If approved, the Keystone XL tar sands pipeline may actually destroy more jobs than it creates a report released by the Cornell University Global Labor Institute on Wednesday concludes. Projections for the pipeline have been grossly exaggerated, and the project’s effects on oil prices in the Midwest, human health, and the environment may actually kill more jobs than would ever be created.
The construction of the pipeline is expected to raise prices on oil in the Midwest by as much as 10 to 20 cents per gallon, because it will allow the company to divert excess oil away from Midwestern refineries and export it out of the Gulf region. Such a rise places an additional burden on local economies and discourages job creation and retention. Additionally, the report notes, the pipelines’ impacts from potential spills, greenhouse gas emissions and pollution “incur significant economic and human health costs, thus eliminating jobs.”

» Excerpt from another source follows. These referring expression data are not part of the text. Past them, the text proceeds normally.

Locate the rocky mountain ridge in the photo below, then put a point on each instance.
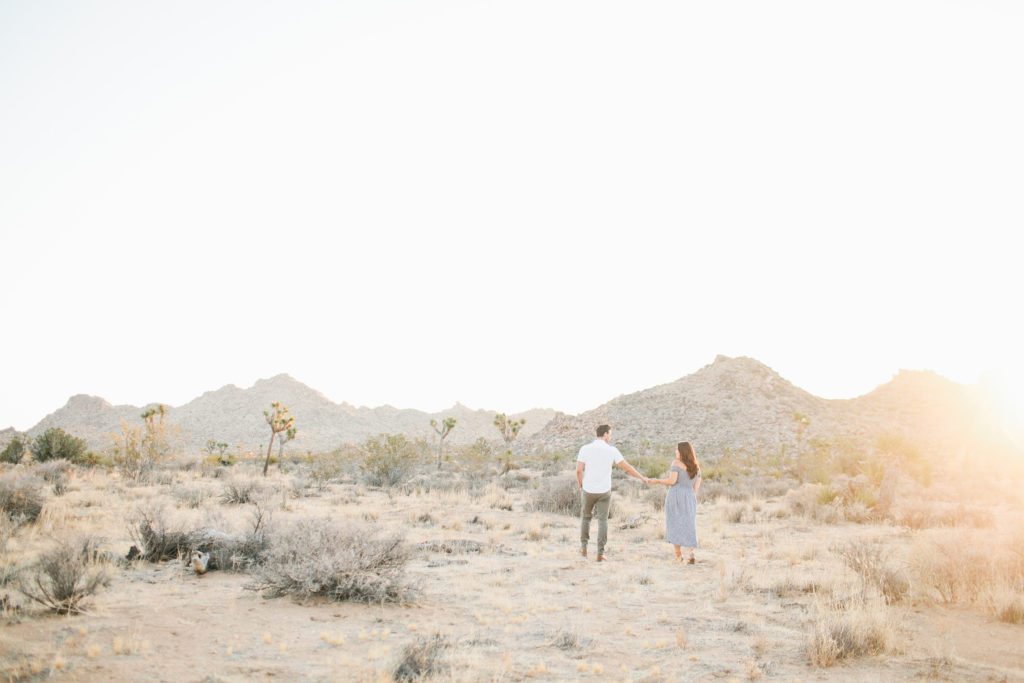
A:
(730, 404)
(235, 416)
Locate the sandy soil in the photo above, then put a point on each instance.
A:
(527, 607)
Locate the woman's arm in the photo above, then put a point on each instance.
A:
(673, 477)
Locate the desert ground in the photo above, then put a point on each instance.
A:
(794, 581)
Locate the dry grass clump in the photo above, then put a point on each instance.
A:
(971, 567)
(838, 635)
(814, 501)
(560, 496)
(424, 657)
(65, 578)
(240, 491)
(871, 563)
(158, 542)
(22, 497)
(190, 497)
(54, 472)
(313, 558)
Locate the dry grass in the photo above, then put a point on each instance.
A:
(492, 560)
(838, 635)
(66, 578)
(313, 558)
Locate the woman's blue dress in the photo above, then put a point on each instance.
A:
(681, 511)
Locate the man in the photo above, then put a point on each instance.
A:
(594, 475)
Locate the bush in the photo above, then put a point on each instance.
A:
(241, 492)
(423, 658)
(12, 452)
(839, 635)
(65, 578)
(158, 543)
(54, 473)
(387, 460)
(560, 496)
(345, 564)
(22, 497)
(870, 562)
(55, 443)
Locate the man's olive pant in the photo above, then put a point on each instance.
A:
(594, 505)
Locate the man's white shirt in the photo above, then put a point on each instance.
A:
(598, 458)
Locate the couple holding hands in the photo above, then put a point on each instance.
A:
(594, 475)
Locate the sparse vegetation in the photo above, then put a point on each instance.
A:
(22, 496)
(55, 443)
(281, 421)
(387, 460)
(65, 578)
(316, 559)
(424, 657)
(12, 452)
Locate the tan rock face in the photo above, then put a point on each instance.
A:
(730, 404)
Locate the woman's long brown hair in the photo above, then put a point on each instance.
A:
(689, 458)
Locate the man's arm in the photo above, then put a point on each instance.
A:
(629, 468)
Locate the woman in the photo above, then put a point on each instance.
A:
(681, 501)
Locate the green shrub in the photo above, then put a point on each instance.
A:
(22, 497)
(387, 460)
(66, 578)
(560, 496)
(349, 563)
(55, 443)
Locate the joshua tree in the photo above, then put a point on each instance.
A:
(448, 424)
(509, 429)
(285, 438)
(280, 420)
(803, 422)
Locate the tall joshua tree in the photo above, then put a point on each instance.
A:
(509, 429)
(443, 429)
(280, 421)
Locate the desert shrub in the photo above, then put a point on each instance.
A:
(54, 472)
(65, 578)
(150, 530)
(911, 459)
(387, 460)
(804, 502)
(424, 657)
(12, 452)
(560, 496)
(921, 513)
(476, 456)
(55, 443)
(157, 542)
(856, 632)
(349, 563)
(652, 467)
(326, 468)
(241, 492)
(22, 497)
(956, 569)
(871, 564)
(190, 497)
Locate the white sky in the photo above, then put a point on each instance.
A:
(508, 204)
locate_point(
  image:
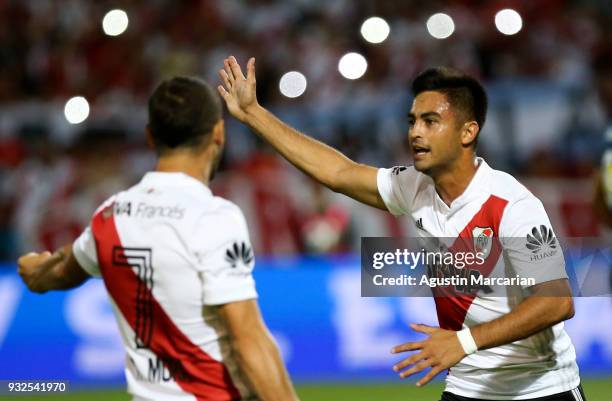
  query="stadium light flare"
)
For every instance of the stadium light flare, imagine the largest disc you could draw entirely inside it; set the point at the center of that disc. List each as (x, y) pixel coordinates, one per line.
(76, 110)
(292, 84)
(440, 26)
(375, 30)
(115, 22)
(352, 66)
(508, 21)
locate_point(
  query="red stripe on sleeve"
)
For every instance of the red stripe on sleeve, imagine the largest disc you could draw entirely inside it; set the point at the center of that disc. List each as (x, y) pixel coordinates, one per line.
(452, 306)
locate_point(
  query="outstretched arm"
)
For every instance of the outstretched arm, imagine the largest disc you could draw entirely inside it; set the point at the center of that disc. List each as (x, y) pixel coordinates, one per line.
(45, 271)
(323, 163)
(257, 352)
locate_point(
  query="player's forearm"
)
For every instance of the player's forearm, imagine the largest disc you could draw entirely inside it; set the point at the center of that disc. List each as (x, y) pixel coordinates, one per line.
(318, 160)
(531, 316)
(262, 363)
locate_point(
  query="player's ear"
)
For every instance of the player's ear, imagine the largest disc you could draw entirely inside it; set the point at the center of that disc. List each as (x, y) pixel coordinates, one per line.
(218, 134)
(469, 133)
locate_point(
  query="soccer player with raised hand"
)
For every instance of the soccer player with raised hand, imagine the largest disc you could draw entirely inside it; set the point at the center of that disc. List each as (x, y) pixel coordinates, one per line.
(177, 263)
(495, 348)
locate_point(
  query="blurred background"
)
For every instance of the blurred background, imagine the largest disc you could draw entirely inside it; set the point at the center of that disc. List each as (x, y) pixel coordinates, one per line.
(74, 80)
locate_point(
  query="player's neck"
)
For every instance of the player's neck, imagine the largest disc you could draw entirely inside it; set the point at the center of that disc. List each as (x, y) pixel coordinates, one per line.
(451, 183)
(186, 163)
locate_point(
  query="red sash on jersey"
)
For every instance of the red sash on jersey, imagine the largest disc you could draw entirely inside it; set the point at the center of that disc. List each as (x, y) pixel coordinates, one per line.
(452, 306)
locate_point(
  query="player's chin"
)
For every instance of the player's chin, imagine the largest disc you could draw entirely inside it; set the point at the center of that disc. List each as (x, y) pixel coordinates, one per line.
(422, 164)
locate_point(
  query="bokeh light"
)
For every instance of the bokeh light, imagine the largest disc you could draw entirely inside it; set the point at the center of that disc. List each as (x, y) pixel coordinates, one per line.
(115, 22)
(375, 30)
(352, 66)
(292, 84)
(508, 21)
(76, 110)
(440, 26)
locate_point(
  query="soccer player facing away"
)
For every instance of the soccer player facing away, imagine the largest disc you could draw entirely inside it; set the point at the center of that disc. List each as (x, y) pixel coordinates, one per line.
(495, 348)
(176, 262)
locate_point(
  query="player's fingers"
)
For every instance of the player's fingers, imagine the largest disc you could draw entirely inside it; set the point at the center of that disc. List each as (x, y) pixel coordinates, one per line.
(225, 79)
(251, 70)
(228, 71)
(423, 328)
(416, 368)
(411, 360)
(236, 70)
(430, 375)
(222, 91)
(407, 347)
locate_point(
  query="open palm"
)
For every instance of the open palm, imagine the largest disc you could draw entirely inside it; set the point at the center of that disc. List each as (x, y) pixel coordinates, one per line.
(238, 91)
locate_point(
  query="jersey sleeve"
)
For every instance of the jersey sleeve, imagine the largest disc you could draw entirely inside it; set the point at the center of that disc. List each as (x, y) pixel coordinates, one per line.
(84, 251)
(397, 188)
(226, 267)
(529, 242)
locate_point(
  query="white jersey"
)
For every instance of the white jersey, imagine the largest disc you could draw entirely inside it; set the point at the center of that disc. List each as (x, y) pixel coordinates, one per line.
(494, 204)
(168, 252)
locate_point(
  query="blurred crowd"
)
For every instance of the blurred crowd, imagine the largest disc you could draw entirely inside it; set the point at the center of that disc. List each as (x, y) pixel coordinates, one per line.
(546, 118)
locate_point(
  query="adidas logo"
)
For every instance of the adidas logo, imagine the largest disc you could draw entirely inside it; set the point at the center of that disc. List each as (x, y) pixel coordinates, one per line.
(541, 239)
(239, 252)
(419, 224)
(398, 169)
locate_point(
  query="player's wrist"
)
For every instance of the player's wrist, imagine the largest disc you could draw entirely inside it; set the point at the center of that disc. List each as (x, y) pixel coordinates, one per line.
(467, 341)
(253, 112)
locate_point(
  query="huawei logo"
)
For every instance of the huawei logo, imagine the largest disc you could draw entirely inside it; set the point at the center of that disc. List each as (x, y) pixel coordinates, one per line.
(541, 239)
(239, 252)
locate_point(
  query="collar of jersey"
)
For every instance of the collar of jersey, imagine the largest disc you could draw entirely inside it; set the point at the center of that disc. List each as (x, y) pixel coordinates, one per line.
(176, 179)
(473, 190)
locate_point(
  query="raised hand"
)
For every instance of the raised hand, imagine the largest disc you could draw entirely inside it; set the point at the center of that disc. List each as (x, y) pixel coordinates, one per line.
(238, 91)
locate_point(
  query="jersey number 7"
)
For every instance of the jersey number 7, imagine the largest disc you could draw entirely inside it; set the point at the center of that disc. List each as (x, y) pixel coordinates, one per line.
(140, 260)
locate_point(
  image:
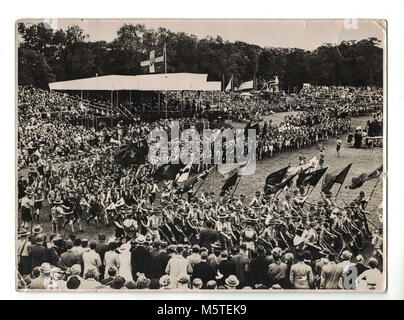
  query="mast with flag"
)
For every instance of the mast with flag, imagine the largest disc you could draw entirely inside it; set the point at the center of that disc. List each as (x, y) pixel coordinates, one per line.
(150, 64)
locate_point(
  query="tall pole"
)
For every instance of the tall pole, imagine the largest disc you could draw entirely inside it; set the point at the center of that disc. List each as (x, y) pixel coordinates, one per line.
(165, 58)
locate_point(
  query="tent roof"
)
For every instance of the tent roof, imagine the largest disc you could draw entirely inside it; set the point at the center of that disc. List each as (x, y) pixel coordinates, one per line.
(149, 82)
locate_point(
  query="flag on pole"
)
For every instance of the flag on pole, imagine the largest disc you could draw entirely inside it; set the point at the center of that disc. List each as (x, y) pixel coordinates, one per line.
(184, 173)
(190, 183)
(167, 171)
(310, 178)
(229, 85)
(270, 189)
(150, 64)
(276, 177)
(227, 169)
(331, 178)
(230, 183)
(358, 181)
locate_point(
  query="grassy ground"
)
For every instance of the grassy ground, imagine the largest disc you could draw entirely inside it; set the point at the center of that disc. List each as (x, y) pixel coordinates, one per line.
(363, 160)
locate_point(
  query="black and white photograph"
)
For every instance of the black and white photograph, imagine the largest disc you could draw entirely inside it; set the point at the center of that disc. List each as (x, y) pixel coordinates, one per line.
(200, 155)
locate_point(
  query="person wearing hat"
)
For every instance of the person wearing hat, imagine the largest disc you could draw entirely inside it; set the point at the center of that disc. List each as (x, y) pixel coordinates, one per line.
(345, 265)
(256, 201)
(159, 262)
(43, 280)
(140, 257)
(194, 257)
(197, 284)
(178, 265)
(91, 260)
(225, 267)
(231, 282)
(241, 261)
(36, 249)
(301, 275)
(23, 252)
(371, 279)
(208, 235)
(57, 214)
(203, 270)
(183, 282)
(331, 274)
(27, 205)
(165, 282)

Finally, much of the economic benefit that TransCanada insists will come from the construction of the project simply won’t materialize, Lara Skinner, associate director of research at the Cornell Global Labor Institute said. “The company’s claim that KXL will create 20,000 direct construction and manufacturing jobs in the U.S. is unsubstantiated," Skinner explained. "There is strong evidence to suggest that a large portion of the steel pipe for KXL has already been built and imported from foreign countries. There's also a huge opportunity cost: Locking in U.S. dependence on fossil fuels will impede progress toward green and sustainable economic renewal and will have a chilling effect on green investments and green job creation.”
President Obama has yet to indicate whether or not he will approve the pipeline.